Yesterday I went to the Barnard Town
Clerk's office, to look in the town reports for any mention of Seth
Aikens in the early 1900's. The first town report available was for
1865 or so, and of course I couldn't resist, so I started at the
beginning, and spent an hour and a half perusing the ancient town
reports to find any mention of Charles Aikens.
The first time C.C. Aikens is
mentioned in the town reports is in 1873. He was paid $10.97 for
blacksmith work for the poor farm. According to the online inflation
calculator, that would be 207.23 in 2012. The incomes and
expenditures for the poor farm took up more space than any other
subject in the Barnard Town Report. About every five years, there
would be a report from the School Superintendent, but the poor farm
took up page after page of detailed figures. Charles did
blacksmithing for the poor farm every year until the turn of the
century. After 1900, the affairs of the poor farm were outlined in
even more detail, but blacksmith services weren't listed.
Charles did quite a bit of work for
the town. He also worked on several bridges, including the Putnam
Bridge in 1880. Barnard must have needed a lot of road work done in
1890, because the town paid Charles to shoe oxen for roadwork.
Although the report for 1890 listed $250 ($6,290 today) worth of road
equipment as an assett owned by the town, it did not list any oxen.
Probably oxen were rented from a local farmer, and part of the deal
was that the town would pay to have them shoed. Of course I knew that
blacksmiths shoed horses, but I hadn't even thought about shoeing
oxen until now. Charles also mended some chains, repaired the road
machine, and made or fixed some tools to be used in roadbuilding.
The blacksmith of the late 19th
and early 20th century made the shovels and rakes that
highway workers used to maintain the roads.
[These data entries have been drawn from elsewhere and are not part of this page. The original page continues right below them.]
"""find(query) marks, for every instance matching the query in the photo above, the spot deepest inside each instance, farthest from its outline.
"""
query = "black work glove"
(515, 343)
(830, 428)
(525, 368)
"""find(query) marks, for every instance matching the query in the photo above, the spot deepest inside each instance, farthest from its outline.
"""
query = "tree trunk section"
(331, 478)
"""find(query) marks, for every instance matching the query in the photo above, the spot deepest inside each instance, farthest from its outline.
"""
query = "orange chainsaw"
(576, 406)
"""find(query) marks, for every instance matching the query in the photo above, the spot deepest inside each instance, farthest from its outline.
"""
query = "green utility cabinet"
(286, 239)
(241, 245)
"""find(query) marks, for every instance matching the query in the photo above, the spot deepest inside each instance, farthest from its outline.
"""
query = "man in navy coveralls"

In 1892 and 1893 Charles
himself is listed as one of the men who was paid for road work. In
those days, each man had to serve his time as a road worker. It was
part of your duty to the town you lived in, like paying your taxes.
By the end of the Civil War, Vermont's
chief industry was dairy farming, and Southern New England was the
recipient of Vermont butter and cheese. In 1869, Vermont was the
first state to have a Dairyman's Association, and the main goal of
this organization was to pressure the Vermont legislature to do
something about the deplorable condition of the state's roads, to
make it easier for Vermont farms to ship their products south.
I noticed that for the first time in
1893, Barnard had a road superintendent who submitted a summary of
the year's road work for publication in the town report. Online
research led me to a 1985 article written by Samuel Hand, Jeffrey
Marshall and D. Gregory Sanford, “Little Republics”. In reading
the article, I learned that in 1892, the Vermont legislature passed a
law that said that every Vermont town had to elect a highway
commissioner and levy a tax of twenty cents on the grand list for the
upkeep of roads.
The road superintendent’s yearly
summary included a list of men who were paid to work on the roads,
but after 1900, it seemed like the same men worked on the roads year
after year. It was a road crew of sorts, although those men weren't
on a payroll like a road crew would be today. They worked as day
laborers, but could count on that income every year, probably, and
the road superintendent counted on them to be available to work.
These same men likely did other day labor jobs around the town as
well, like working during maple sugaring season, putting up cordwood,
and haying for various farmers.
I asked the Old Redneck what kind of
ox-drawn machinery would a town have used on roads. His immediate
answer was “a grader”. Barnard also probably had a snow roller
for use during the winter. Until the advent of the automobile, snowy
roads were rolled rather than plowed. Rollers packed down the snow
to allow sleighs to glide along the top of it. Rollers were also
pulled by oxen or draft horses. Both the roller and the grader would
have needed the services of a blacksmith to repair them.
horse or ox drawn road grader
In 1899, CC Aikens was still shoeing
oxen for the town of Barnard, but in 1903, S.B. Aikens is listed as
having provided blacksmith services to the town in the form of tools
and repairs for town and state highway work. This was the first time
I noticed the mention of the state highway, and also the first time
Seth is mentioned in a town report. This isn't surprising. In 1903,
Charles was 70 years old and Seth was 39. Time for Charles to start handing over the reins to his son.